NURSIA, an ancient city of the Sabines, situated at

the foot of that lofty group of the Apennine range now known as the Monti della Sibilla. From the nature of its position, in the immediate vicinity of high mountains, the climate of Nursia was somewhat cold. Virgil alludes to it as Nursia frigida (Æn. vii. 716), and Silius Italicus (viii. 417) does the same. It is mentioned by Livy (xxviii. 45) as furnishing volunteers for the armies of Scipio during the second Punic war, about two centuries before the Christian era. At this period it must have been one of the most important towns of the Sabines, as it is mentioned in the same connection as Reate and Amiternum. Under the Romans it held the rank of a municipal town, and seems to have been somewhat republican in its sympathies; for we find its inhabitants chastised by Octavian for their adherence to the cause of the democratic party.

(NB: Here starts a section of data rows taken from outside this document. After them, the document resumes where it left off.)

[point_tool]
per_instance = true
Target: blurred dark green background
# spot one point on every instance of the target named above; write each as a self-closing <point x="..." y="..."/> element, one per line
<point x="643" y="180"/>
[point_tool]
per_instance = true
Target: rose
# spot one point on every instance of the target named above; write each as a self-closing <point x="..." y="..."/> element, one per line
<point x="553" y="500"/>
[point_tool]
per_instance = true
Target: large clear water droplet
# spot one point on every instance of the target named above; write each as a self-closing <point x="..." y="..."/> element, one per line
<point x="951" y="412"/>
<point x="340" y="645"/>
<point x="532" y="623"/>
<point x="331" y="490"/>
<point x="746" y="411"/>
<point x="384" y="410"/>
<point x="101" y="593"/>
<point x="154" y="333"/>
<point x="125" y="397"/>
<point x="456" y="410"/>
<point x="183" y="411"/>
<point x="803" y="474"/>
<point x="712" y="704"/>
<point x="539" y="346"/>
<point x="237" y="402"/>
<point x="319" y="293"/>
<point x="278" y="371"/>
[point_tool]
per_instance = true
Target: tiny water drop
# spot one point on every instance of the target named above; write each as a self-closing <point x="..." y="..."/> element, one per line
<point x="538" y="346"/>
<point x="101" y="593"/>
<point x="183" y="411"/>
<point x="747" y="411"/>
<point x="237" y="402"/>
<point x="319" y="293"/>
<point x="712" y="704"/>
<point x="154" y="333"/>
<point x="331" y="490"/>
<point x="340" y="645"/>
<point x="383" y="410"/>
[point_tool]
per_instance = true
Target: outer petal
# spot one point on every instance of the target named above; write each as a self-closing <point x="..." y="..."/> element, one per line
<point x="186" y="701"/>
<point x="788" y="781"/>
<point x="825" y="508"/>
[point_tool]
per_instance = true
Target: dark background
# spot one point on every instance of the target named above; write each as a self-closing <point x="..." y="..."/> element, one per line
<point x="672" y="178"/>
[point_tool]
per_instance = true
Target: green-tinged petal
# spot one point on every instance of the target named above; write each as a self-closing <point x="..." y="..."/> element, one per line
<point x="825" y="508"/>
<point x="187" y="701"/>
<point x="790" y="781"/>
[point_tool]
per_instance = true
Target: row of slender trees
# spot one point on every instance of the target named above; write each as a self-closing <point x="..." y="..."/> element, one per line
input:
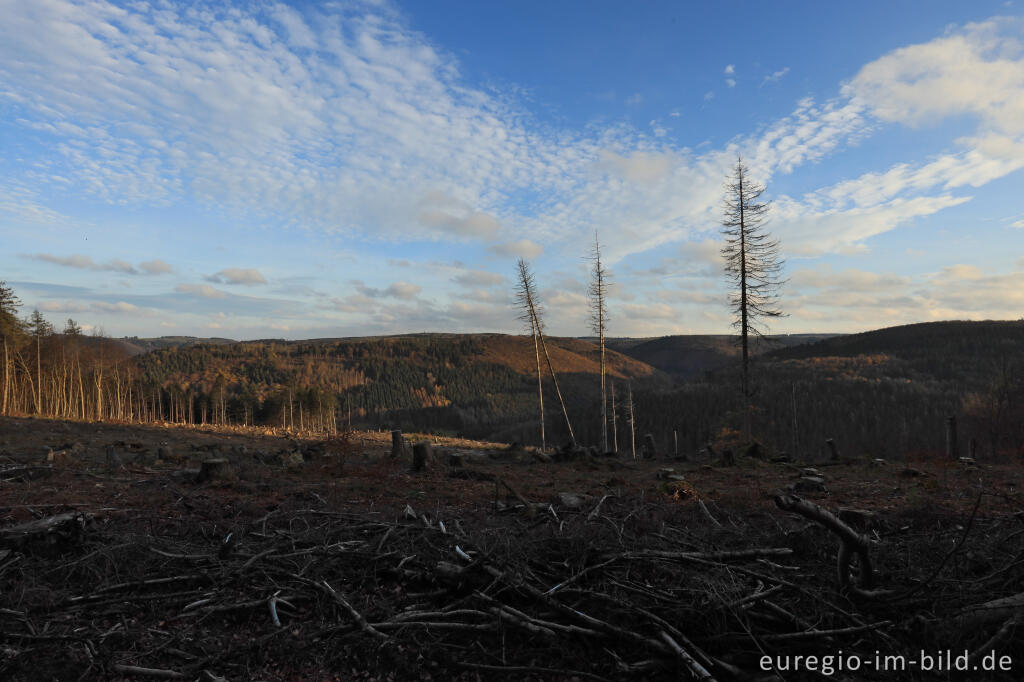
<point x="67" y="374"/>
<point x="753" y="268"/>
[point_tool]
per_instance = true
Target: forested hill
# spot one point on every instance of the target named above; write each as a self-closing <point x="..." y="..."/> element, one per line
<point x="957" y="350"/>
<point x="480" y="385"/>
<point x="133" y="345"/>
<point x="690" y="355"/>
<point x="884" y="393"/>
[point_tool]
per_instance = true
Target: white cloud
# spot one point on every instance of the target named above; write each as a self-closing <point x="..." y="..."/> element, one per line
<point x="400" y="290"/>
<point x="775" y="77"/>
<point x="238" y="275"/>
<point x="206" y="291"/>
<point x="471" y="279"/>
<point x="85" y="262"/>
<point x="156" y="266"/>
<point x="977" y="70"/>
<point x="519" y="249"/>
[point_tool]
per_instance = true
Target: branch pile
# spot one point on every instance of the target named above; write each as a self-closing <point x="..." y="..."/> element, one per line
<point x="623" y="589"/>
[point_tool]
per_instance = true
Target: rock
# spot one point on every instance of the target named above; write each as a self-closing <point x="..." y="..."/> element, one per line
<point x="569" y="501"/>
<point x="809" y="484"/>
<point x="215" y="469"/>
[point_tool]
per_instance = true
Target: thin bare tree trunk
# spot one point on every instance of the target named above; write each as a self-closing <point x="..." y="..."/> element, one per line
<point x="633" y="434"/>
<point x="6" y="374"/>
<point x="540" y="386"/>
<point x="614" y="420"/>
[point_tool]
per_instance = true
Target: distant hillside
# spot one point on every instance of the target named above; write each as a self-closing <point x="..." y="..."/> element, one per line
<point x="689" y="356"/>
<point x="963" y="351"/>
<point x="884" y="392"/>
<point x="482" y="385"/>
<point x="133" y="345"/>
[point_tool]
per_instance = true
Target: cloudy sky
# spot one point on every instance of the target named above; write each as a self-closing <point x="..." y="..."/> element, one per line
<point x="315" y="169"/>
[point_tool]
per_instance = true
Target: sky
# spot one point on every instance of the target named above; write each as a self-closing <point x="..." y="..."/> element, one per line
<point x="323" y="169"/>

Columella (x. 421) and Pliny (xviii. 13, § 34) allude to the rapa Nursina, or Nursian turnips, as having been celebrated in their day; and Martial (xiii. 20) refers to the same circumstance when he speaks of the pila Nursina. From its secluded position, this town is not mentioned in the Roman Itineraries. It gave birth, however, to Vespasia Polla, the mother of the Emperor Vespasian; and at a place called Vespasie, not many miles from Nursia, the monuments of this distinguished family were to be seen during the time of Suetonius. It is perhaps more celebrated still as the birth-place of the famous Benedict of Nursia, the founder of the first great monastic order in the Christian church. The place had been made an episcopal see at a very early period, and is said to have had St Eutychius for its first bishop. Massive walls are said to be seen still at Norcia, resembling those of the Sabine towns of Reate and Amiternum. These ruins form the only traces of this old Etruscan town.